I felt my gullet tightening. "So you're trying to frame me, too. Why? Is it for personal reasons, or just because you think it's wise to string along with your boss?"
"I don't need any excuse for telling the truth," he said sullenly. "I saw you heft the ball and draw it back-"
"But I didn't heave it. Did, I, sister?" I asked Vala.
She ran trembling fingers through her blue-black coiffure. "I didn't see you. I didn't know anything about it until I came out of my dressing room and Bernie told me what you'd done. I'd believe him in preference to you, though."
"You would," I sneered. "You know what side your cake's buttered on." Then I tried being reasonable. "Look, all of you. If I croaked this cookie, what was my motive?"
Cromwell said: "Maybe because she was a nuisance."
"Nuisance?" I stared at him.
"I heard her asking you why you scratched her name off your address book. Maybe she'd been your sweetie and you ditched her. Maybe you thought she'd make trouble; the scorned-woman angle. I don't know. That's for the law to decide."
"You want me pinched, huh?"
He lifted a shoulder. "For my money, you saw a chance to get away with murder and you tried it. The girl was a perfect target and you had a baseball in your hand-"
"And why did I have a baseball?" I bleeped. "I'll tell you! You asked me to throw at the bottles." I moved a step toward him. "It was a fishy request; I can see that now."
He turned pallid around the fringes. "Are you accusing me of trying to frame you?"
I said: "It's a thought."
The impact of this idea hit him all of a sudden. "But why would I frame you unless I-?"
"Yeah, exactly. Unless you were the killer yourself. Remember the ball you just slammed at me? It was a perfect strike over the heart of the plate. It splintered the boards of the back wall. A guy who can heave the horsehide that hard could also crack a cupcake's cranium the same way."
Bernie Ballantyne thrust his beak into the conversation. "If you think you can pin your crime on Roy, think again. I was near him at the time. He threw nothing at Miss Murdock. Every bit player and extra in the crowd will testify to it."
"Yeah, if you tell them to," I growled.
He bridled. "You mean I'd use my position to force anyone to perjure-?"
"Damned right you would. And not necessarily for Cromwell's sake, either. Maybe for your own. I seem to recall you used to be a bush league ball player in your early days. A shortstop, I believe."
"What's that got to do with it?"
"Accuracy and throwing power," I fired back at him. "The ability to chuck a baseball and bean somebody. Or am I wrong in remembering how you made two bumpery threats when I talked to you in your office yesterday?"
I figured this ought to set him back on his heels; expected to see him do some squirming. He didn't though. His attention didn't seem to be on me at all. Instead, he was staring past me as if glomming a hinge at something very soothing to the optics. Then, suddenly, he barked: "Arrest this man, officer! He's the one you want. He's the murderer."

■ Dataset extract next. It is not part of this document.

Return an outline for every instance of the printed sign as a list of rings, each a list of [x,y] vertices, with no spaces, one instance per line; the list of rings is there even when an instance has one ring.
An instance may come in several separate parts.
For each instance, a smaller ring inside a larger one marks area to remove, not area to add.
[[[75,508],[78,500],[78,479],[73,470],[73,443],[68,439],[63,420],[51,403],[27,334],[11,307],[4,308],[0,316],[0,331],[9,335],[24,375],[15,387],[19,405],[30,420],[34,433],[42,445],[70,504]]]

I whirled; but I was a split second too slow. A pair of harness bulls from the Venice police force had sneaked up behind me with their roscoes unlimbered; evidently some wise apple in the cast or technical crew had put in a bleat for them while my back was turned. Now they thrust their rods into my ribs and told me I was under arrest, and would I drop my gat before they shoved a load of lead through my liver?